When he first found out, Willis was left trying to understand how the person responsible for giving him his life back had died.
“I drove to the Intermountain campus, Building 5, and I just sat in the parking lot, trying to process everything,” Willis said. “I was just in a state of shock.”
Just two years ago, Willis, a Type 1 diabetic at the time, was in end stage renal failure. He was on dialysis through a port in his neck, and his body was shutting down. He needed a kidney and pancreas transplant to keep living.
“They had said that if they hadn’t done that, he would have been dead within a couple of weeks,” recalled Kristina Keene, Jeff’s significant other. “So, he was really at the end of the rope.”

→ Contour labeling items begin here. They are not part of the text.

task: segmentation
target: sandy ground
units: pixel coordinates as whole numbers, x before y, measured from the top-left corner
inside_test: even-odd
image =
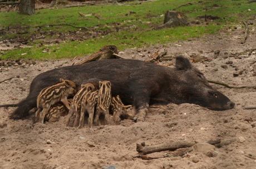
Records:
[[[182,54],[194,59],[193,64],[209,80],[234,86],[256,85],[254,29],[255,24],[244,44],[240,43],[244,35],[243,28],[238,25],[234,31],[225,30],[219,34],[164,46],[127,49],[120,55],[144,60],[149,55],[166,48],[168,56]],[[67,59],[21,61],[18,64],[0,61],[2,65],[5,64],[0,67],[0,81],[14,77],[0,84],[1,104],[15,104],[24,99],[37,75],[67,61],[62,66],[72,64]],[[255,89],[229,89],[211,84],[235,103],[234,109],[216,111],[189,104],[152,105],[144,122],[135,123],[127,119],[119,125],[101,125],[93,129],[86,125],[76,129],[65,126],[67,116],[61,117],[56,122],[33,124],[33,115],[24,120],[14,121],[8,116],[15,107],[0,108],[0,168],[92,169],[110,165],[117,168],[136,169],[256,168],[256,127],[253,123],[256,110],[244,109],[256,106]],[[133,112],[132,108],[128,110]],[[155,158],[151,160],[135,157],[136,144],[143,142],[151,146],[217,139],[234,141],[203,152],[194,150],[181,156],[165,151],[147,155]],[[47,140],[53,142],[47,144]]]

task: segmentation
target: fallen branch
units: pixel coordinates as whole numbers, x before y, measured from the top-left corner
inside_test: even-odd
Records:
[[[249,31],[249,27],[248,27],[248,25],[247,24],[247,23],[246,23],[246,22],[244,22],[244,21],[243,21],[243,23],[245,25],[246,28],[245,28],[245,32],[244,33],[244,40],[241,42],[242,44],[244,44],[245,43],[245,40],[247,39],[247,37],[248,36],[248,31]]]
[[[68,63],[68,62],[67,62],[67,62],[63,62],[63,63],[62,63],[62,64],[61,64],[59,65],[55,66],[55,67],[60,68],[60,67],[61,67],[62,66],[63,66],[63,64],[66,64],[66,63]]]
[[[256,106],[246,106],[244,109],[256,109]]]
[[[12,78],[15,78],[15,76],[13,76],[13,77],[11,77],[11,78],[8,78],[8,79],[5,79],[5,80],[2,80],[2,81],[0,81],[0,83],[2,83],[3,82],[4,82],[4,81],[6,81],[6,80],[11,80],[11,79],[12,79]]]
[[[90,29],[87,27],[76,27],[76,26],[69,24],[48,24],[48,25],[38,25],[38,26],[29,26],[29,25],[26,25],[26,24],[22,22],[21,23],[29,28],[40,28],[40,27],[54,27],[54,26],[70,26],[70,27],[72,27],[76,28],[82,28],[82,29],[90,30]]]
[[[19,4],[19,2],[0,2],[0,4]]]
[[[159,51],[157,51],[156,52],[155,52],[154,53],[152,54],[150,57],[150,59],[146,59],[145,61],[145,62],[150,62],[152,63],[155,63],[156,61],[159,61],[159,59],[161,59],[161,58],[163,57],[163,56],[167,54],[167,50],[166,49],[164,49],[164,50],[163,52],[161,52],[159,53]]]
[[[215,144],[214,146],[216,147],[220,148],[223,146],[227,146],[235,141],[237,141],[237,139],[224,139],[221,140],[220,143]]]
[[[230,85],[229,85],[227,84],[225,84],[224,83],[222,83],[222,82],[220,82],[220,81],[214,81],[214,80],[207,80],[207,81],[209,83],[214,83],[214,84],[223,85],[224,86],[227,87],[228,88],[247,88],[247,89],[253,88],[253,89],[256,89],[256,86],[230,86]]]
[[[208,144],[214,145],[217,148],[220,148],[223,146],[228,145],[237,141],[236,139],[209,140],[206,142]],[[188,152],[193,151],[192,147],[195,144],[194,142],[185,141],[171,142],[166,144],[156,145],[154,146],[146,146],[145,142],[136,145],[136,151],[138,153],[132,156],[134,157],[141,158],[143,160],[151,160],[164,157],[170,157],[174,156],[182,156]],[[145,155],[155,152],[171,150],[174,151],[171,155],[158,155],[156,157],[149,157]]]
[[[178,156],[183,156],[186,153],[190,152],[193,151],[193,149],[191,147],[189,148],[180,148],[176,150],[174,152],[172,152],[171,154],[164,154],[164,155],[159,155],[157,156],[148,156],[144,155],[137,154],[133,156],[133,157],[135,158],[140,158],[142,160],[149,160],[152,159],[157,159],[166,157],[178,157]]]
[[[114,54],[117,53],[117,48],[115,45],[105,45],[100,49],[96,53],[87,57],[85,59],[78,62],[74,65],[81,64],[92,61],[100,60],[109,59],[116,59],[117,57]]]
[[[120,58],[120,59],[126,59],[125,58],[123,58],[122,57],[120,57],[120,55],[119,55],[118,54],[116,54],[116,53],[113,53],[113,55],[115,55],[116,57],[117,57],[117,58]]]
[[[172,9],[171,11],[174,11],[174,10],[175,10],[175,9],[177,9],[178,8],[179,8],[180,7],[185,6],[186,6],[186,5],[188,5],[188,4],[193,4],[191,3],[189,3],[189,3],[185,3],[185,4],[182,4],[182,5],[179,6],[177,8],[175,8]]]
[[[148,153],[166,150],[175,150],[176,149],[184,147],[191,147],[195,144],[194,142],[185,141],[175,141],[169,143],[163,144],[150,146],[145,146],[145,143],[137,144],[136,151],[140,155]]]

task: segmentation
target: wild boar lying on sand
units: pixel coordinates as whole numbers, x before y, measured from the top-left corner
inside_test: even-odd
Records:
[[[28,111],[36,106],[40,91],[60,78],[72,80],[79,86],[110,81],[112,95],[120,95],[125,105],[135,106],[138,120],[144,120],[149,105],[154,103],[187,103],[214,110],[230,109],[235,105],[213,89],[203,74],[183,57],[176,58],[173,68],[137,60],[109,59],[41,73],[34,79],[28,96],[18,104],[10,117],[19,119],[28,115]]]

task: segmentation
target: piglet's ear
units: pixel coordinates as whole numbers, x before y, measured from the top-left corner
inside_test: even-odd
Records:
[[[178,69],[188,70],[192,68],[192,65],[187,58],[179,56],[176,58],[175,67]]]
[[[70,86],[70,82],[68,80],[65,80],[65,85],[67,86],[67,87],[69,87]]]

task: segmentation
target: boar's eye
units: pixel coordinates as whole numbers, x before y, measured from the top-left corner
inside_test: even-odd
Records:
[[[215,97],[216,98],[218,98],[218,94],[216,94],[216,93],[214,93],[213,92],[211,92],[211,91],[209,91],[208,92],[209,94],[210,94],[211,95]]]

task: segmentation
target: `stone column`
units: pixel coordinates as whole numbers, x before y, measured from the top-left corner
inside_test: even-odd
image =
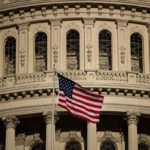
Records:
[[[28,50],[29,50],[29,23],[19,24],[19,48],[18,48],[18,73],[27,73],[28,71]]]
[[[127,21],[117,20],[119,70],[128,70]]]
[[[3,40],[3,35],[0,29],[0,77],[4,75],[4,40]]]
[[[87,150],[97,149],[96,124],[87,123]]]
[[[44,113],[46,122],[46,150],[55,150],[55,123],[58,120],[57,113],[54,113],[54,124],[52,125],[52,112]]]
[[[138,133],[137,124],[140,113],[127,112],[127,123],[128,123],[128,150],[138,149]]]
[[[15,150],[15,128],[19,124],[16,116],[2,118],[6,127],[5,150]]]
[[[96,69],[95,53],[94,53],[94,19],[84,19],[84,37],[85,37],[85,69]]]
[[[51,22],[51,66],[49,69],[53,69],[53,67],[60,69],[60,49],[61,49],[61,20],[53,19]]]

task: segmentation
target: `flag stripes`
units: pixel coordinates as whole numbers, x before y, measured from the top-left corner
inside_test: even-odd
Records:
[[[59,75],[59,82],[65,85],[59,88],[59,102],[58,105],[67,109],[72,115],[87,120],[89,122],[98,123],[99,116],[103,103],[103,96],[97,95],[81,87],[79,84]],[[69,84],[65,83],[68,82]],[[70,87],[71,83],[71,87]],[[70,88],[73,88],[70,90]],[[71,91],[69,96],[67,91]],[[66,94],[67,93],[67,94]]]

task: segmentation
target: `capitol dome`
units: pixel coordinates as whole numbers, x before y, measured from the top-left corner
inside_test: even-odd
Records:
[[[0,66],[0,150],[150,150],[149,0],[0,0]],[[98,124],[54,69],[104,96]]]

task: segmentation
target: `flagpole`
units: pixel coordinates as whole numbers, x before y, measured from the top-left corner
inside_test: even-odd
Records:
[[[54,113],[55,113],[55,66],[53,66],[53,97],[52,97],[52,145],[51,145],[51,150],[54,150]]]

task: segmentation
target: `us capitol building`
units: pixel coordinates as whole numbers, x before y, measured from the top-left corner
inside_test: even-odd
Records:
[[[54,67],[105,97],[99,124]],[[150,150],[150,1],[0,0],[0,150]]]

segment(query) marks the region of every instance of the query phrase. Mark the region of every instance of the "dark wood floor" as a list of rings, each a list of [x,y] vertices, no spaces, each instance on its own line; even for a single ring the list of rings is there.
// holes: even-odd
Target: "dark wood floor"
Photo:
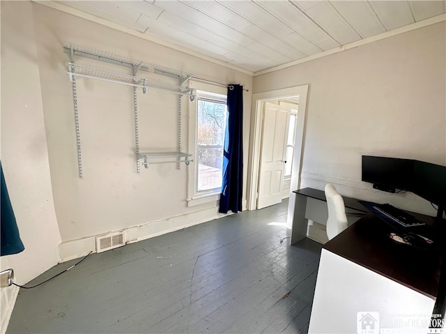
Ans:
[[[280,243],[287,205],[92,254],[21,289],[7,333],[307,333],[321,245]]]

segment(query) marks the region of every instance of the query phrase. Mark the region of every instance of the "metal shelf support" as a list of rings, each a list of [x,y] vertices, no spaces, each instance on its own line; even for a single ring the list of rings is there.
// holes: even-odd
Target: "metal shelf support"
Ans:
[[[70,56],[70,62],[67,63],[67,73],[72,83],[73,105],[75,109],[75,123],[76,130],[76,144],[77,148],[77,163],[79,177],[82,178],[82,161],[80,144],[80,132],[79,124],[79,113],[77,110],[77,93],[76,91],[76,77],[88,77],[109,82],[121,84],[133,87],[133,114],[134,119],[134,140],[136,146],[137,172],[140,173],[140,160],[143,159],[143,165],[148,168],[149,165],[161,163],[177,163],[178,168],[184,162],[186,165],[193,161],[192,154],[181,152],[181,97],[188,96],[190,100],[195,98],[195,90],[183,86],[183,84],[193,77],[193,75],[177,70],[174,70],[160,65],[139,61],[130,57],[118,56],[110,52],[100,51],[89,47],[67,43],[63,47],[63,52]],[[85,66],[75,63],[75,56],[82,56],[129,68],[132,70],[132,75],[105,70],[100,68]],[[156,75],[164,75],[178,79],[178,84],[171,84],[152,79],[137,77],[139,71],[148,72]],[[139,152],[139,135],[138,125],[137,88],[141,88],[143,93],[148,89],[168,91],[177,94],[178,96],[178,145],[176,152]],[[169,160],[166,160],[168,158]],[[172,160],[174,158],[174,160]]]

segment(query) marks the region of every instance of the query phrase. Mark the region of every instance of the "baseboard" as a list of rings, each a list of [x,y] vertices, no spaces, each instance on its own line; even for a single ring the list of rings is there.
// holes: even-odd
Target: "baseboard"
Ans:
[[[9,319],[13,314],[17,296],[19,294],[19,287],[14,285],[0,288],[0,333],[6,333]]]
[[[244,202],[245,205],[246,205],[246,200]],[[90,252],[95,252],[96,237],[109,233],[125,231],[126,236],[125,243],[128,244],[201,224],[225,215],[227,215],[227,214],[218,213],[217,207],[212,207],[165,220],[132,226],[121,230],[107,231],[106,233],[101,234],[65,241],[59,245],[61,262],[77,259],[86,255]]]

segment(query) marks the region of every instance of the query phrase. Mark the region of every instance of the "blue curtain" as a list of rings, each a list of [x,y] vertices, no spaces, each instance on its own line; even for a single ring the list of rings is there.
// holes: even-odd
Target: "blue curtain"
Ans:
[[[223,184],[219,212],[242,211],[243,189],[243,86],[228,86],[228,120],[223,152]]]
[[[25,248],[22,243],[22,240],[20,240],[19,229],[17,227],[15,216],[8,195],[1,162],[0,162],[0,174],[1,174],[0,180],[1,182],[1,191],[0,192],[0,211],[1,211],[0,255],[10,255],[11,254],[20,253]]]

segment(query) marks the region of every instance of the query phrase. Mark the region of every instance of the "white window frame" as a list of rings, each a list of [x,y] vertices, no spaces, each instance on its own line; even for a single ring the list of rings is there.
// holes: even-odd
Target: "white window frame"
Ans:
[[[191,80],[190,88],[197,91],[198,96],[204,98],[226,98],[227,89],[226,87],[206,84]],[[189,139],[188,152],[193,154],[193,161],[187,167],[187,206],[195,206],[206,203],[215,202],[217,204],[220,200],[221,189],[213,189],[199,192],[197,190],[198,180],[197,165],[197,108],[198,98],[193,101],[189,100]]]
[[[296,135],[296,132],[298,130],[298,110],[295,109],[292,109],[291,111],[290,112],[290,116],[289,117],[291,117],[291,115],[295,115],[295,122],[294,123],[294,133],[293,134],[293,139],[295,140],[295,135]],[[293,148],[293,155],[291,157],[291,161],[287,161],[286,163],[291,163],[291,174],[293,172],[293,162],[294,160],[293,157],[294,157],[294,142],[293,144],[292,145],[289,145],[288,144],[288,139],[289,137],[290,133],[289,133],[289,128],[288,129],[288,133],[286,134],[286,144],[285,145],[285,146],[288,149],[289,147],[292,147]],[[289,175],[285,175],[285,173],[284,173],[284,181],[291,181],[291,174],[290,174]]]

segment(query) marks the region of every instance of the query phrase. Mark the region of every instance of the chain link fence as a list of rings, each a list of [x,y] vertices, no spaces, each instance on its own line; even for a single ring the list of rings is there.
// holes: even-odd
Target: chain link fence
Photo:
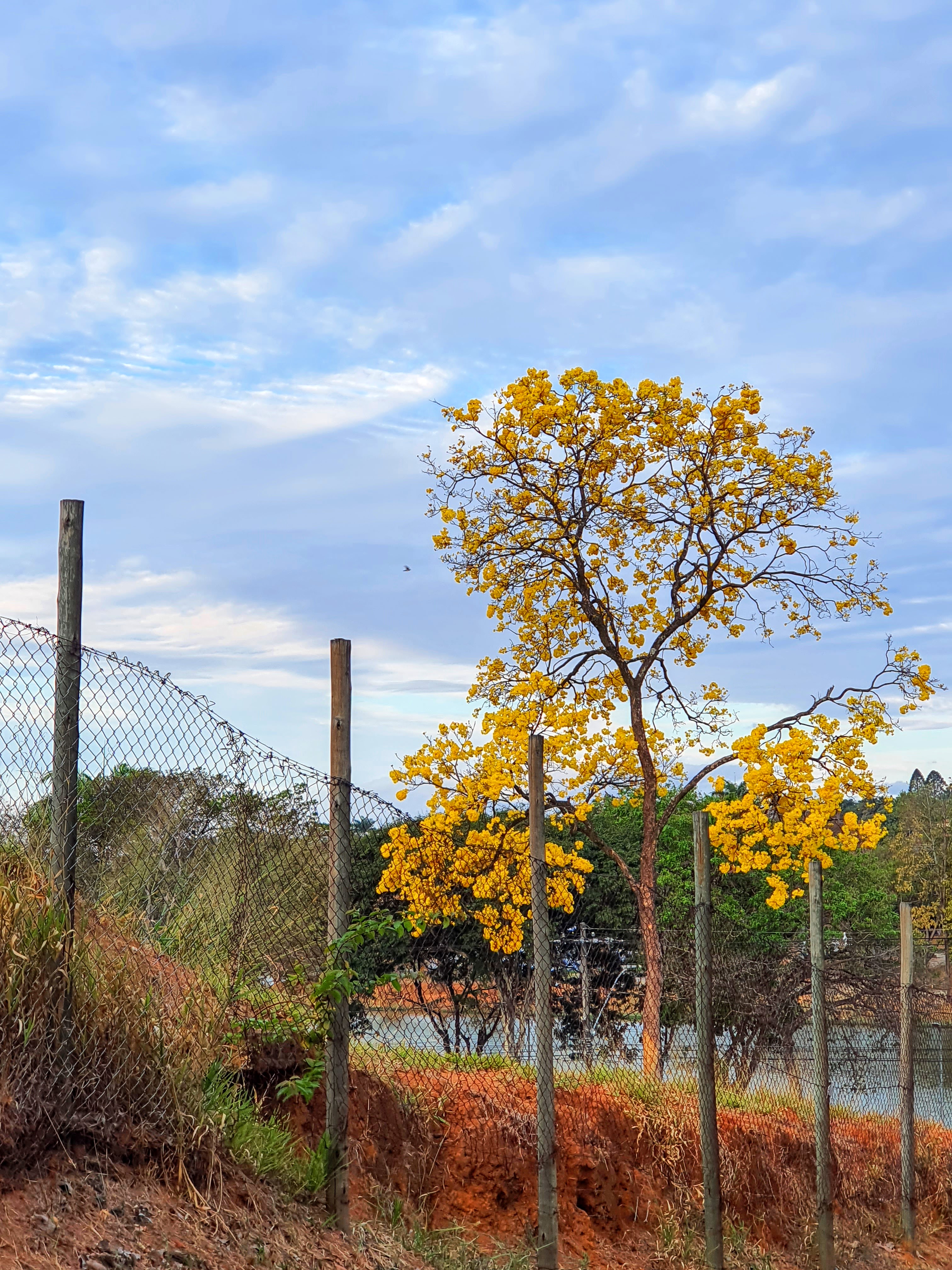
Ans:
[[[6,1160],[74,1134],[126,1151],[180,1143],[201,1124],[209,1080],[273,1096],[322,1050],[330,1007],[315,984],[329,965],[329,928],[340,928],[329,912],[330,779],[246,737],[168,677],[84,648],[70,930],[50,880],[56,653],[50,632],[0,620]],[[378,890],[381,846],[406,817],[348,787],[348,909],[397,918],[400,902]],[[659,1187],[692,1204],[702,1191],[694,917],[663,932],[661,1064],[651,1073],[637,930],[572,918],[553,928],[559,1215],[567,1236],[583,1217],[618,1229],[645,1220]],[[834,1201],[897,1208],[899,947],[833,933],[825,954]],[[934,950],[915,955],[915,1182],[919,1205],[944,1220],[952,1001]],[[348,958],[358,986],[349,1010],[352,1158],[432,1209],[451,1168],[462,1168],[487,1204],[520,1208],[532,1222],[532,940],[495,954],[475,923],[434,923],[419,937],[368,940]],[[814,1203],[811,1005],[809,931],[751,946],[730,923],[715,925],[720,1181],[737,1220],[769,1224]],[[319,1091],[306,1114],[298,1109],[297,1128],[315,1140],[324,1115]],[[390,1156],[374,1142],[385,1121],[399,1138]]]
[[[208,1073],[300,1069],[326,1030],[329,779],[84,648],[75,925],[51,885],[56,638],[0,621],[0,1152],[180,1138]],[[353,787],[353,838],[396,812]]]

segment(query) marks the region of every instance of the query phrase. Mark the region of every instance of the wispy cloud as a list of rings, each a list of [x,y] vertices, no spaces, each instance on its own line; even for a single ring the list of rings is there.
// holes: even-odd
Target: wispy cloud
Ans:
[[[495,648],[433,556],[432,399],[580,363],[749,380],[773,423],[814,427],[882,531],[896,629],[915,620],[946,674],[949,19],[861,8],[24,11],[0,141],[0,611],[52,620],[56,499],[85,494],[94,643],[308,751],[326,638],[349,632],[386,771]],[[883,634],[748,646],[717,674],[798,700]],[[908,737],[952,771],[944,724]]]

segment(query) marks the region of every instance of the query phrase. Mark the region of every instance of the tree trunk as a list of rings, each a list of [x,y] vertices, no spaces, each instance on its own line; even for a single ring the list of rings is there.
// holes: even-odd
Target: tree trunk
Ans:
[[[641,842],[641,878],[638,885],[638,918],[645,949],[645,1003],[641,1011],[641,1069],[645,1076],[661,1078],[661,933],[655,912],[655,856],[658,828],[654,805],[649,815],[645,800],[645,833]]]

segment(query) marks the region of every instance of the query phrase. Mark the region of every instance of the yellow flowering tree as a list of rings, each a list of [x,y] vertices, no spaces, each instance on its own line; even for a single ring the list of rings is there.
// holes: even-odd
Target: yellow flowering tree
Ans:
[[[899,707],[906,712],[932,695],[930,671],[905,648],[895,658],[915,667],[906,686],[910,700]],[[864,747],[894,724],[873,692],[848,695],[844,707],[845,720],[816,712],[773,737],[760,724],[731,745],[745,792],[711,804],[711,843],[724,856],[721,872],[767,871],[770,908],[803,894],[800,883],[809,880],[811,860],[829,869],[831,851],[875,847],[886,834],[885,813],[859,820],[843,810],[843,801],[872,803],[886,792],[872,776]],[[715,787],[722,790],[724,780]]]
[[[595,841],[594,798],[614,791],[642,803],[638,876],[617,862],[637,898],[647,968],[644,1064],[656,1072],[659,836],[701,781],[743,761],[727,748],[734,720],[725,692],[717,683],[692,687],[692,672],[716,638],[753,630],[769,639],[776,629],[819,638],[825,618],[889,613],[883,578],[875,561],[859,560],[864,540],[838,500],[829,455],[812,452],[806,427],[769,432],[749,386],[707,398],[684,394],[677,378],[632,389],[580,368],[557,384],[529,370],[491,401],[444,415],[454,432],[448,453],[424,456],[429,512],[443,522],[434,544],[457,580],[487,597],[505,643],[480,663],[471,691],[486,739],[475,724],[454,725],[393,773],[404,789],[434,786],[432,823],[418,839],[426,846],[411,846],[409,833],[393,839],[383,885],[420,913],[451,917],[466,892],[489,937],[512,945],[515,933],[500,932],[518,925],[513,914],[526,913],[527,899],[526,864],[515,859],[526,850],[517,737],[545,730],[556,748],[553,814]],[[914,654],[890,650],[866,686],[830,690],[765,725],[751,757],[797,728],[821,744],[816,728],[828,706],[829,716],[845,711],[848,730],[859,728],[861,753],[892,725],[890,696],[905,709],[932,693],[920,669]],[[878,714],[867,702],[878,702]],[[803,728],[805,720],[814,723]],[[708,759],[691,780],[687,751]],[[840,776],[847,767],[844,759]],[[677,792],[661,804],[671,780]],[[754,856],[767,867],[764,852]],[[584,884],[581,860],[578,851],[552,853],[550,894],[564,908]],[[506,878],[518,889],[506,890]]]

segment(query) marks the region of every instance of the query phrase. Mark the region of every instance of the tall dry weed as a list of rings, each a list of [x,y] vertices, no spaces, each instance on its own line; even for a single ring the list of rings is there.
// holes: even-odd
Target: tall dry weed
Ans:
[[[136,940],[131,923],[77,906],[0,852],[0,1160],[83,1134],[122,1151],[183,1140],[215,1054],[202,980]]]

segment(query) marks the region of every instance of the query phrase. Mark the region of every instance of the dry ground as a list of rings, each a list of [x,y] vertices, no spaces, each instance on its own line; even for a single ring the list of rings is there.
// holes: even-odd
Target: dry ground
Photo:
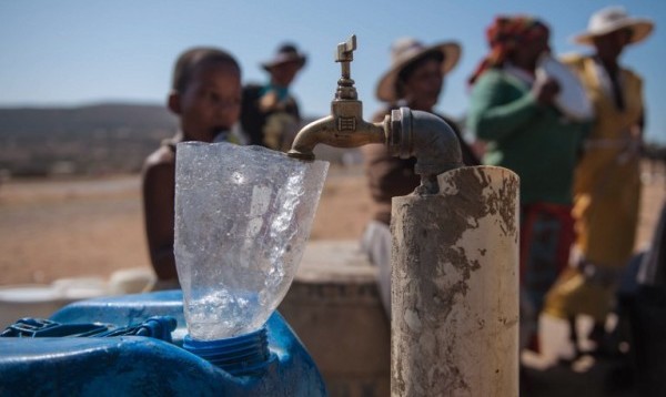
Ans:
[[[637,246],[649,241],[666,197],[664,171],[647,174]],[[0,285],[150,266],[139,187],[138,175],[2,184]],[[359,238],[370,208],[362,170],[333,166],[311,238]]]

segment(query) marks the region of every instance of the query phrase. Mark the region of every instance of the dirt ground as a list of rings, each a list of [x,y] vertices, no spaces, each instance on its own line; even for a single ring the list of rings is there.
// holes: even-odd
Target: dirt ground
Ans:
[[[644,247],[666,197],[663,169],[646,167],[637,247]],[[359,165],[332,166],[311,240],[355,240],[371,202]],[[140,177],[8,181],[0,185],[0,285],[109,276],[149,267]]]

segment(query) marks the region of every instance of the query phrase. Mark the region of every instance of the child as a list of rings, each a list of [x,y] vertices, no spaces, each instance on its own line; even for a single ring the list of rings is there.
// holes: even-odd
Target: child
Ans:
[[[143,165],[143,208],[155,289],[179,286],[174,240],[175,144],[228,140],[241,111],[241,69],[235,59],[214,48],[183,52],[173,70],[168,106],[180,119],[180,131],[150,154]]]

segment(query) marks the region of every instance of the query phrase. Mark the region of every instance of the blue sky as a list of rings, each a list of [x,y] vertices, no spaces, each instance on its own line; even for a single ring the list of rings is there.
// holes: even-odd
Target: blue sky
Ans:
[[[406,6],[406,4],[410,6]],[[666,1],[663,0],[3,0],[0,3],[0,106],[80,105],[102,101],[163,103],[174,59],[192,45],[232,52],[243,80],[264,81],[260,62],[285,40],[309,54],[294,84],[306,115],[327,114],[340,77],[339,42],[357,37],[352,63],[365,119],[380,103],[377,79],[400,37],[463,47],[437,110],[467,108],[465,80],[486,53],[484,31],[500,13],[528,13],[552,27],[555,53],[586,52],[572,44],[592,12],[610,4],[656,22],[653,35],[629,48],[623,63],[645,79],[648,140],[666,143]]]

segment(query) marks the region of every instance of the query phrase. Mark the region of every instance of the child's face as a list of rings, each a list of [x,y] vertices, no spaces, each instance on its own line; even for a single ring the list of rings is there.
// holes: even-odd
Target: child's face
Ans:
[[[186,140],[212,142],[230,130],[241,112],[241,75],[231,64],[203,65],[195,71],[182,93],[176,95],[181,129]]]

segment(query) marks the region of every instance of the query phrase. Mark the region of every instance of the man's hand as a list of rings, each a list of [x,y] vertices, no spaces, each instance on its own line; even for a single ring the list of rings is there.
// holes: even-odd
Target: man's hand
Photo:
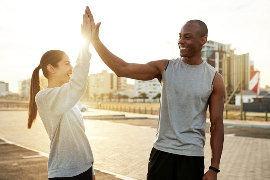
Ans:
[[[210,170],[202,178],[202,180],[218,180],[218,172]]]
[[[96,25],[93,15],[88,6],[86,8],[86,13],[90,18],[90,22],[91,23],[92,43],[94,43],[100,40],[100,28],[101,23],[99,22]]]

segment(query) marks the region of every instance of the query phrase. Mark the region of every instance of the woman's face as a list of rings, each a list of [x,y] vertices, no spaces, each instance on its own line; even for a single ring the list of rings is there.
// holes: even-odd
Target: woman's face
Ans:
[[[58,63],[58,67],[55,68],[54,78],[62,85],[68,82],[72,74],[73,67],[67,55],[64,56],[62,60]]]

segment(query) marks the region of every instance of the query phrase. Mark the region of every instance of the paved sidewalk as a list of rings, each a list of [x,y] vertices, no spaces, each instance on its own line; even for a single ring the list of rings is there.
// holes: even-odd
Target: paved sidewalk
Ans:
[[[92,114],[115,114],[115,112],[90,110]],[[125,114],[132,117],[132,114]],[[38,118],[33,128],[28,130],[27,116],[27,112],[0,112],[0,137],[48,154],[50,140],[41,120]],[[156,128],[104,120],[86,120],[84,123],[95,168],[120,174],[123,179],[146,179]],[[206,172],[211,156],[208,134],[204,153]],[[270,180],[270,140],[225,137],[218,180]]]
[[[150,115],[138,114],[130,112],[115,112],[106,110],[99,110],[96,109],[90,108],[88,112],[84,112],[84,116],[90,117],[91,116],[94,116],[96,118],[98,116],[107,116],[113,118],[115,117],[120,117],[120,118],[124,118],[124,115],[126,118],[130,119],[145,119],[148,118],[150,120],[158,120],[158,115]],[[251,120],[224,120],[224,125],[225,126],[234,126],[242,128],[270,128],[270,121],[269,122],[258,122]],[[206,124],[210,124],[210,119],[208,118]]]

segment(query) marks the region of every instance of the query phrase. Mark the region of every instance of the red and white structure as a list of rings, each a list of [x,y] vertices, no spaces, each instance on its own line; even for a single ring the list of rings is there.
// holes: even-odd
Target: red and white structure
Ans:
[[[260,73],[259,71],[250,72],[250,90],[259,95],[260,93]]]

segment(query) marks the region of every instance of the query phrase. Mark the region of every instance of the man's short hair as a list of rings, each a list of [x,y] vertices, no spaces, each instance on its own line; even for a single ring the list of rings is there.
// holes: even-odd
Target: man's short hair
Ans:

In November 2019, Jeff recounted how he got a 2:30 a.m. phone call that Intermountain Medical Center found a donor match and he needed to come in right away. At the time, Willis could hardly walk, and said he staggered to his car and drove to the hospital.
That’s when he first met Gagnon.
“I saw Dr. Gagnon and he introduced himself. And for a lot of people who know, he’s got this signature smile. It’s just, it’s so warming,” Willis shared.
Willis said he thanked the team before they put him to sleep for the surgery.
Keene anxiously waited outside the operating room for the four or five hours it took to operate.
Once finished, she described how Gagnon came out looking exhausted but relieved and happy. She broke down crying and gave Gagnon a hug, sobbing in his arms.
“That kindness and comfort that I got from him was overwhelming,” Keene said. “I honestly don’t know that I would have handled that night as well as I did without him.”
Willis left the hospital two weeks later, with both a new kidney and pancreas — and without Type 1 diabetes.
He got the chance a couple of months later to thank Gagnon at an event to celebrate Willis as the Intermountain Healthcare Transplant Program’s 3,000th kidney transplant patient.
A picture shows him shaking Gagnon’s hand, with both men all smiles.
“I don’t know how to repay you. I have to make every day count,” Willis remembered saying to Gagnon. “And for him, it was just like, ‘You’re alive. That’s my repayment is you’re alive.’ And (he was) just such a good human being in general.”
That was the last time they saw each other, but he’s thought about Gagnon and the entire Intermountain Healthcare Transplant Program team every day since.
Willis’ story is just one of hundreds about Dr. Andrew Gagnon and what he’s done to give patients another chance at life.
“Dr. Gagnon gave me a second birthday. And it was like as if life didn’t begin for me until after pretty much 40 years old,” Willis said.
He’s thinking of Gagnon, especially now, knowing more than anyone how precious life really is.
He said his heart goes out to Gagnon’s family and Intermountain Healthcare team.
“From here out, I’m going to do my best, as much as I can,” Willis said. “Because being alive, it’s a privilege.”